NATO eski görevlerinin yanı sıra yeni bir görev edindi, enerji kaynaklarını korumak ve elbette başında ABD var. Çin de enerji arayışını genişletmeye çalışıyor. Asya'yı başka bölgelere bağlamaya çalışıyor. ABD bu çabaya şaşırıyor.  Çinlilerin niyeti İpek Yolu'nu yeniden canlandırmak. İlginç ve fark edilmeyen bir nokta var. Çin bağımsızlığını ilan edince Batı'da bu bir kayıp olarak nitelendirildi. Bilirsiniz ki ancak sahip olunan bir şey kaybolur. ABD, Çin'e ve dünyaya sahip diye düşünülüyor ve bu nedenle de bu durum bir kayıp olarak nitelendiriliyor. Halkın yüze 70'i ekonomik politikaları etkileyemez hale geldi. Etkileyen nüfus, eşitsiz piramidin en tepesinde yer alıyor. Zenginlik adacıkları etrafındaki sefalet ve yoksulluk denizi... ABD en çok borç verip alan iken bu görev şimdi Çin'e kaydı.  ABD gittikçe güç kaybediyor.

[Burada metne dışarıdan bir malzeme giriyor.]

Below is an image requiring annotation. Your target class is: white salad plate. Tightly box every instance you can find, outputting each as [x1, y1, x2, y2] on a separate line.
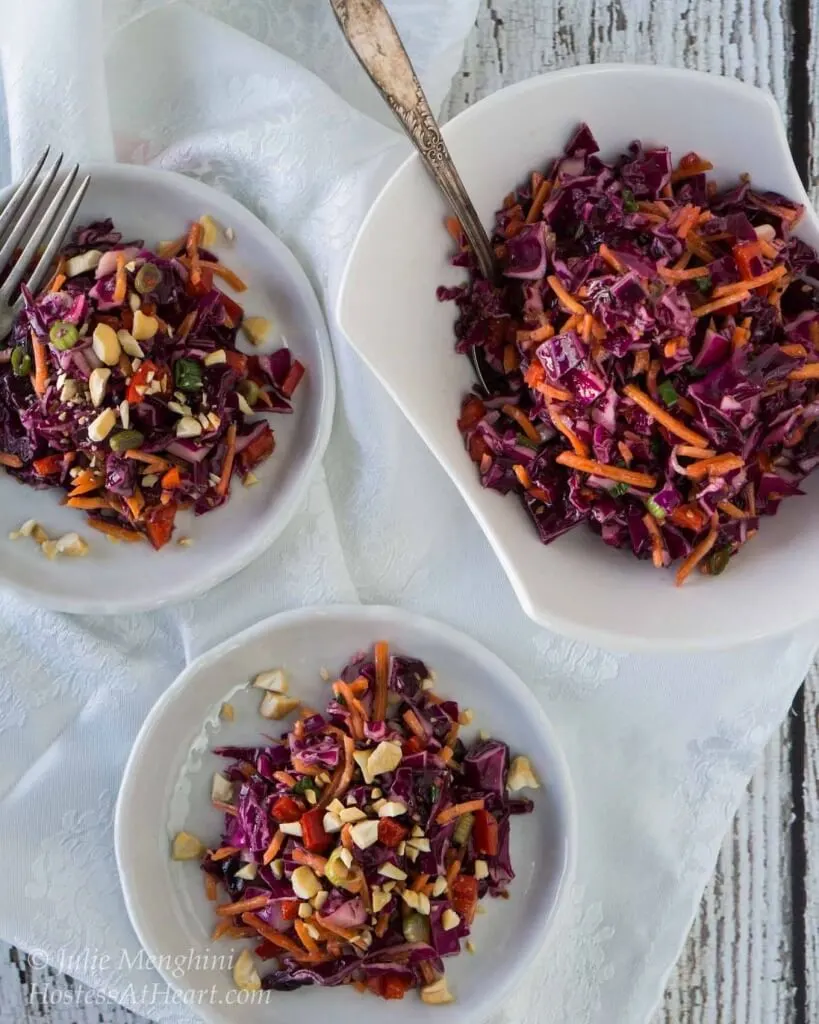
[337, 64, 819, 652]
[115, 604, 576, 1024]
[0, 164, 335, 614]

Arap Baharı da tarihi bir önem taşımakta. ABD önemli bir gücü olan MENA Bölgesini (Orta Doğu ve Kuzey Afrika) kaybediyor. Bu zamana kadar halkın isyanlarına karşı ABD dostu diktatörler başa getirilmişti ama dengeler değişmeye başladı. Arap Baharı esnasında az sürpriz yaşıyoruz aslında hepsi beklediğimiz şeylerdi hemen hemen...

Kamuoyunun politikaları etkilemesi demokrasidir. Bu da emperyalist güç için  tehdittir.  Batı kesinlikle demokrasiden korkuyor. Tutkulu demokrasiden söz edilsede bu Stalin'in sözleri kadar inandırıcıdır. Dünyanın sesini yükseltmesi gerekiyor, Türkiye'de bu ülkelerden biri. Güç artık çeşitleniyorken Türkiye kendi iç meselelerini çözmek zorunda. Ve öncelikle de herkesin bildiği gibi Kürt sorunu çözülmeli, bunu kendiniz çözmelisiniz."

Konferansın sonunda Rakel Dink'in kaybetmesi ile katılımcıları güldüren plaket profesöre  verildi.